Lebih lanjut, DJP menjelaskan bahwa penunjukan *platform e-commerce* sebagai pemungut pajak bagi para pedagangnya merupakan langkah progresif yang bertujuan untuk menyederhanakan administrasi perpajakan. Di samping itu, kebijakan ini juga dirancang untuk menciptakan perlakuan yang adil antara pelaku Usaha Mikro, Kecil, dan Menengah (UMKM) di Tanah Air, baik yang beroperasi secara daring maupun luring. Prinsip utamanya adalah mewujudkan kesetaraan bagi seluruh UMKM.
Mengutip laporan Reuters, besaran pajak yang direncanakan akan dikenakan kepada pedagang daring adalah sebesar 0,5 persen dari pendapatan penjualan. Penting untuk dicatat, kebijakan ini diproyeksikan hanya akan diterapkan bagi para pedagang dengan omzet tahunan antara Rp500 juta hingga Rp4,8 miliar, menargetkan segmen UMKM yang lebih berkembang.
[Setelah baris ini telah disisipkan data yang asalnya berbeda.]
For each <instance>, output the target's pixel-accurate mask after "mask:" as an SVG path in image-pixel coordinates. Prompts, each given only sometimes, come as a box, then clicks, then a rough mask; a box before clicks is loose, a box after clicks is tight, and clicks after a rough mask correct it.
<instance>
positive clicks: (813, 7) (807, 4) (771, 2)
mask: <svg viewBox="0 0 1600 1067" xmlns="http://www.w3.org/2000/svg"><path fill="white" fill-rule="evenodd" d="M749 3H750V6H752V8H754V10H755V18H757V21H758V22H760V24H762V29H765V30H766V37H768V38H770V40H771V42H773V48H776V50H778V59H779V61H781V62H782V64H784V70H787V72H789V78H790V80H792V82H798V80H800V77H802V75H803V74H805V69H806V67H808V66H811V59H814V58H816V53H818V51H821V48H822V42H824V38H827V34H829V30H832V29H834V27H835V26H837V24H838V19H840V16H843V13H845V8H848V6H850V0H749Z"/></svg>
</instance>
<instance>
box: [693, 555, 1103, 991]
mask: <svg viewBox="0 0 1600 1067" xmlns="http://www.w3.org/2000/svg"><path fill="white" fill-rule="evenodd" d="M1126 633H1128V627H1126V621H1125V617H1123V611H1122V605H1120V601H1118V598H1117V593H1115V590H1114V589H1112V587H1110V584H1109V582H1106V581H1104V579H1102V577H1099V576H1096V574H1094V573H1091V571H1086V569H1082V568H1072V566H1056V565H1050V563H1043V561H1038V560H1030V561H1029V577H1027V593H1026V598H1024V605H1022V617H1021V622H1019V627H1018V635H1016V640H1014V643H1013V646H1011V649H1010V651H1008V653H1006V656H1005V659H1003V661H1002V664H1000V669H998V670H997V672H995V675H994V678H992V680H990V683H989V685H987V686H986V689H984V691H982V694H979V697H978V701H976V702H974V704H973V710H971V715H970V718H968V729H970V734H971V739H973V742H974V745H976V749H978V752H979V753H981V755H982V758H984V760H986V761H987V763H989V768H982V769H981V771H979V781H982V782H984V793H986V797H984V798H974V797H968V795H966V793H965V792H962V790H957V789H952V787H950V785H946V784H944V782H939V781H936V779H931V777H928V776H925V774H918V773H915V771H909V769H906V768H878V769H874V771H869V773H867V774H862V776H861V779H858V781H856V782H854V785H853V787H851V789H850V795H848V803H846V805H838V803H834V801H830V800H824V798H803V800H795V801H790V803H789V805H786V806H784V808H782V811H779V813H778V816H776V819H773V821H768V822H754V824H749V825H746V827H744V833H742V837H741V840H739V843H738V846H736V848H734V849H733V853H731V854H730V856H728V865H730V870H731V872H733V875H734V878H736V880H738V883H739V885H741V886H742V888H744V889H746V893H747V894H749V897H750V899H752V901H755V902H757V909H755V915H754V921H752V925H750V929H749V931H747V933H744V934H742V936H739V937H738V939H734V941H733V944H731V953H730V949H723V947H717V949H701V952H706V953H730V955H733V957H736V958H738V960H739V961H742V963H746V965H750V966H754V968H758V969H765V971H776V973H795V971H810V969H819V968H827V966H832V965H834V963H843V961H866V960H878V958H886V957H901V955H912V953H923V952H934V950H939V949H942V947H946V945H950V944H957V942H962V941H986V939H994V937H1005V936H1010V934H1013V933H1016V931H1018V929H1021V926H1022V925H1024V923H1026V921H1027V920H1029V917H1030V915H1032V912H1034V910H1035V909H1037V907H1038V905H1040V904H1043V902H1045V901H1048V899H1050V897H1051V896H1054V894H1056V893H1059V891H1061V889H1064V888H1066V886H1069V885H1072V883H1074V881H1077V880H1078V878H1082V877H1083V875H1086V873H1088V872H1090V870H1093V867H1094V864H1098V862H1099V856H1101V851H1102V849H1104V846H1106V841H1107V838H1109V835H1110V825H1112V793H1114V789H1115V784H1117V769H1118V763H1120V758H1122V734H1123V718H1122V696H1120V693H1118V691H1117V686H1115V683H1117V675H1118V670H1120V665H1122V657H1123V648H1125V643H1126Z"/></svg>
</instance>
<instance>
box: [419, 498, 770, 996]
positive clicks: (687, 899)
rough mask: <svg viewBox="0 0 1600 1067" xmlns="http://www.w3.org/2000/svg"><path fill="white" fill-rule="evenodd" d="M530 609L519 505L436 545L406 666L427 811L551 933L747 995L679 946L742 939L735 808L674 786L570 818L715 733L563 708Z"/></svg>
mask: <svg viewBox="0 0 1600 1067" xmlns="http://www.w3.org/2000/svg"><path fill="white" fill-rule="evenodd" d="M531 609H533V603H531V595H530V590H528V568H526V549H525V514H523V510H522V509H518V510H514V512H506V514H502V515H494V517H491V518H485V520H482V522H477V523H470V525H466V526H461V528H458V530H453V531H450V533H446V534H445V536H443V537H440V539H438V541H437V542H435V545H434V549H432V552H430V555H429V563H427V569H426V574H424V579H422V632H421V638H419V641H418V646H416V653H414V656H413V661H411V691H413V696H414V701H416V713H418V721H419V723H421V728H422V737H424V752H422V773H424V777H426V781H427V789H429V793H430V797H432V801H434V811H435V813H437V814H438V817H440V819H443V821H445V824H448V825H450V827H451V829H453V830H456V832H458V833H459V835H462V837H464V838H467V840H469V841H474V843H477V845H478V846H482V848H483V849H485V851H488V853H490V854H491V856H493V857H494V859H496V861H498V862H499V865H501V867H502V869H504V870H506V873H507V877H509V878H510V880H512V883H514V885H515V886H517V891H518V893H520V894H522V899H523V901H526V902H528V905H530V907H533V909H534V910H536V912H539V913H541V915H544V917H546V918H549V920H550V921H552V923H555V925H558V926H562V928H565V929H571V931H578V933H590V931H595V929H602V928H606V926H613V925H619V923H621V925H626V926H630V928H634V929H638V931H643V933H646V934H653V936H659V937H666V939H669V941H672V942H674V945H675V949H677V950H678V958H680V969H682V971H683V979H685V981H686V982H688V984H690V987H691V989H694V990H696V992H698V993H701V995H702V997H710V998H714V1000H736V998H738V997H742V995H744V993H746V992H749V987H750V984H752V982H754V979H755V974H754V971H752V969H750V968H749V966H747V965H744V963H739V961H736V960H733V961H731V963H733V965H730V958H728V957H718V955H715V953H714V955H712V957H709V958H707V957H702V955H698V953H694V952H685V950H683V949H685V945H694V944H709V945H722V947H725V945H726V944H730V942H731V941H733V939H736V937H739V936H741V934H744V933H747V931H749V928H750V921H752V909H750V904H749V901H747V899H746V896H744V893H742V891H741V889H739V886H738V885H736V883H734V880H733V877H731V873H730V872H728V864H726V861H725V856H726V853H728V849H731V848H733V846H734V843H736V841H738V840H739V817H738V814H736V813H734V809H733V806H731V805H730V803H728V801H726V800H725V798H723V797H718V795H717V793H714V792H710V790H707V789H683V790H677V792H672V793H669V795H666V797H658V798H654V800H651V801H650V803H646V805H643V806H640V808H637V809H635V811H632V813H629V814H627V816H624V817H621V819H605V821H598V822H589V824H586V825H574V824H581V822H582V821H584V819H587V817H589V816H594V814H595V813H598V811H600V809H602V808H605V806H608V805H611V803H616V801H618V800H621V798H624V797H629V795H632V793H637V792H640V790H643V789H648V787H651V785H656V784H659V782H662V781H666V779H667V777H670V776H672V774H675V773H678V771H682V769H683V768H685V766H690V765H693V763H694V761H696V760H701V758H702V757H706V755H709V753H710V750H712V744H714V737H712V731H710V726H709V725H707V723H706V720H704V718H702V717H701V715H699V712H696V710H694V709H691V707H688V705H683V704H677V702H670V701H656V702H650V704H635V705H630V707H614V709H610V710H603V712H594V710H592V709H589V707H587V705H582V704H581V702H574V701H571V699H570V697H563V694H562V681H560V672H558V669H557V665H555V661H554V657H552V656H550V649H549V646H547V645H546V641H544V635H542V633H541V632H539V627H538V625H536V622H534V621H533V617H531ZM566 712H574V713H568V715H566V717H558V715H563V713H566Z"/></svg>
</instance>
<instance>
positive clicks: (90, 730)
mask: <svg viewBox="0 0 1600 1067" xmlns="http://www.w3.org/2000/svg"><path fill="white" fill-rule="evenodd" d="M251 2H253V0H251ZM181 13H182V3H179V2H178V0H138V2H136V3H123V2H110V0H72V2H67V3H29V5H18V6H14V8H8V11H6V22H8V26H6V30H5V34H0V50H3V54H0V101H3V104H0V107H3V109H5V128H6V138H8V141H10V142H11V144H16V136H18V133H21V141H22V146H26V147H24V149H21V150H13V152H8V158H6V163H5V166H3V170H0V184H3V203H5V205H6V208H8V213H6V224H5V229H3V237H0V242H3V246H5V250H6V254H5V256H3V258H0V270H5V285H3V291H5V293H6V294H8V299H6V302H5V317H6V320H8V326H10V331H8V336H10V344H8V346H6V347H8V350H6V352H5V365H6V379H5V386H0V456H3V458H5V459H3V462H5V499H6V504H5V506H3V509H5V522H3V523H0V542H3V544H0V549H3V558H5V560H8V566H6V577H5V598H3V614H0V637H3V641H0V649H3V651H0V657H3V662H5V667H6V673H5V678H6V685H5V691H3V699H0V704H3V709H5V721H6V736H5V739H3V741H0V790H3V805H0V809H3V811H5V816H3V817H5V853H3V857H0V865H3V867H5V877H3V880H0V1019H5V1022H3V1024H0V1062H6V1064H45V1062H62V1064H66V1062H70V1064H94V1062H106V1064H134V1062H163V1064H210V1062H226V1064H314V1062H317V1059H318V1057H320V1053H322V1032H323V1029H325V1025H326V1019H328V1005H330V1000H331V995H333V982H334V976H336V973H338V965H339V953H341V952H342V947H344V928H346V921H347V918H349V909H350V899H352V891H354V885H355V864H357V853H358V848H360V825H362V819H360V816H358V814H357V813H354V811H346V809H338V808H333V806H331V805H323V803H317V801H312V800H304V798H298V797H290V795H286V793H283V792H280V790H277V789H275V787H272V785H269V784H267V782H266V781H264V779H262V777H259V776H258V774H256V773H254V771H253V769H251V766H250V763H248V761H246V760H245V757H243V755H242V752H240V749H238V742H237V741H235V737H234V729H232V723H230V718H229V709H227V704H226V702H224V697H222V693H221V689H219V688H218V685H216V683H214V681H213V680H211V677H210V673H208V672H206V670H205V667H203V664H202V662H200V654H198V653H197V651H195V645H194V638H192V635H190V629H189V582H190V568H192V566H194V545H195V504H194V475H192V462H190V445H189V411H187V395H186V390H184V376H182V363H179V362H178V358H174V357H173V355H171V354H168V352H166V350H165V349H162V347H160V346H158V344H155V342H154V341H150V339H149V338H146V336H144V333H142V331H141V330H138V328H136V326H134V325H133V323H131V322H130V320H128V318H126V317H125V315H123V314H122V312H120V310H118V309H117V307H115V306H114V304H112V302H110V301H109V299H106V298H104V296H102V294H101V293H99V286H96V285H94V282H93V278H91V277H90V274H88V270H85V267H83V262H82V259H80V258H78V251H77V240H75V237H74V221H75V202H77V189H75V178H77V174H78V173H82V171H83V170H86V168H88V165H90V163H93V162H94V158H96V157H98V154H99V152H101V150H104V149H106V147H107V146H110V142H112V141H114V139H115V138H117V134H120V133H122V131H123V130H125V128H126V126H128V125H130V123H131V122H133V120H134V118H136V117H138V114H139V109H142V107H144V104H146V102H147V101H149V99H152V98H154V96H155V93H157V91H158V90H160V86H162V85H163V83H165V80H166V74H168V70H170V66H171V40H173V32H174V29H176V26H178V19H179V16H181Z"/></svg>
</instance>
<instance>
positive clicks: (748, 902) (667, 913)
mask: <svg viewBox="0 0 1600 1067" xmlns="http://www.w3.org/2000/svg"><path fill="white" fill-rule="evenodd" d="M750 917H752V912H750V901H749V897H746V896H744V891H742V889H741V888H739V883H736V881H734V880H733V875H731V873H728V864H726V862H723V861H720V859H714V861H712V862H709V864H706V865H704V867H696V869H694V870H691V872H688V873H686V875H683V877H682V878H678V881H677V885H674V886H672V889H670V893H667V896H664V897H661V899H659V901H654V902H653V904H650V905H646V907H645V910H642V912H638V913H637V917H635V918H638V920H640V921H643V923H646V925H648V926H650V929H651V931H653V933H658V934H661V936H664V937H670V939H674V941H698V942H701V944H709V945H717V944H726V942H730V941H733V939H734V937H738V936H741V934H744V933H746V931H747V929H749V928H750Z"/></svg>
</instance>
Potensi penerimaan dari sektor *e-commerce* ini semakin relevan mengingat pesatnya pertumbuhan industri perdagangan elektronik di Indonesia. Dengan estimasi nilai barang dagangan kotor yang mencapai USD 65 miliar tahun lalu, sektor ini diproyeksikan melonjak hingga USD 150 miliar pada tahun 2030.
Di sisi lain, kebijakan ini juga muncul di tengah tantangan pendapatan negara. Tercatat, pendapatan negara mengalami penurunan 11,4 persen secara tahunan (*year on year*) pada periode Januari hingga Mei, mencapai Rp995,3 triliun atau setara USD 61 miliar. Penurunan ini disebabkan oleh kombinasi faktor seperti harga komoditas yang rendah, pertumbuhan ekonomi yang lemah, serta gangguan pada sistem pengumpulan pajak.